Intel QAT Performance Max Power Consumption
As one can see, the QAT enabled system did require more power to run. On the other hand, we were able to push a higher load through the machine so it was well worth the relatively minor bump in power consumption.
QuickAssist Resources
Although I do quite a bit of admin work these days, I am by no means the world’s best admin. I am happy to admit that I am far from it.
- Intel QAT resources on Intel.com
- Intel QAT 01.org on GitHub (mandatory reading if you want to use QAT)
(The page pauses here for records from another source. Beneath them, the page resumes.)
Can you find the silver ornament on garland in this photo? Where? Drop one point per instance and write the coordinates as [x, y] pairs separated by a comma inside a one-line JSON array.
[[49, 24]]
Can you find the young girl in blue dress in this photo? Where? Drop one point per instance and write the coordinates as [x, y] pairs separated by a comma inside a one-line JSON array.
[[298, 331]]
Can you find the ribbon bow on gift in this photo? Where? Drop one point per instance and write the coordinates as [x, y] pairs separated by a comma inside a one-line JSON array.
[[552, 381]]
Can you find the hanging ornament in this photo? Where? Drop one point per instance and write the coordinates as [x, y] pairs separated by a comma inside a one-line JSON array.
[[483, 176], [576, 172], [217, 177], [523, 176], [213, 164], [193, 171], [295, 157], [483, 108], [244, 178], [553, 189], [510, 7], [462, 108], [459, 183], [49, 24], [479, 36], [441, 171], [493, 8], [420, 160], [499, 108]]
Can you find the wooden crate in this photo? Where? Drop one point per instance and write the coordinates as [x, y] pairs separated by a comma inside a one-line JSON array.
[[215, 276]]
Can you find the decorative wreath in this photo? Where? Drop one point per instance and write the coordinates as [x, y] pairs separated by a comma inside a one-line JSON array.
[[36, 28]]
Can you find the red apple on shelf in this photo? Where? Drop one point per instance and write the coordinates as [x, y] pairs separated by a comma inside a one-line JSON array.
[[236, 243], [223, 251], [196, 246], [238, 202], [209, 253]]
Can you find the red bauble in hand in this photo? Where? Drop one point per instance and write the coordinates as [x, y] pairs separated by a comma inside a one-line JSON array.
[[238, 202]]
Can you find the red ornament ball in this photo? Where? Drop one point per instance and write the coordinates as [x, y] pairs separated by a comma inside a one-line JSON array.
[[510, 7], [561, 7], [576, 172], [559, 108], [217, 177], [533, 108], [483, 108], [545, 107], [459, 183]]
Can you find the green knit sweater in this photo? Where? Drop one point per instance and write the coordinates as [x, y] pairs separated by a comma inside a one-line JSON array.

- Intel’s Getting Started Guide
- Intel’s QAT resources on 01.org
- Netgate – invaluable for getting STH QAT testing online and they are doing a lot of QAT work for products they sell
- Intel – Intel did send me some rather long (70+ pages) QAT guides so the company does have reference materials available
Of these resources, having Netgate’s assistance was by far the most helpful. Netgate is the company behind the popular pfSense network appliance distribution. The company’s QuickAssist Technology gurus that had me up and running with a phone call and a matter of minutes versus spending hours where I would run into small “gotchas” by myself.
Final Words
My hope is that as we move into 2017 we will see QAT embedded in more systems. Intel is set to expand the availability of QAT in new generations of processors. We are already seeing other chip vendors, such as Cavium, introduce their crypto and compression hardware accelerators so this is a space that will heat up in the near future. QuickAssist is finally becoming a technology that is becoming accessible to intermediate admins. We still recommend that getting support from a company such as Intel or Netgate that has gurus on staff is a wise decision to ease setup. We do have a number of exciting results to share including acceleration of IPsec VPNs which are set to receive a major boost from QAT. We also have heard that there has been work on a FreeBSD QAT driver that will enable QAT accelerated FreeBSD IPsec VPN appliances in the not-to-distant future.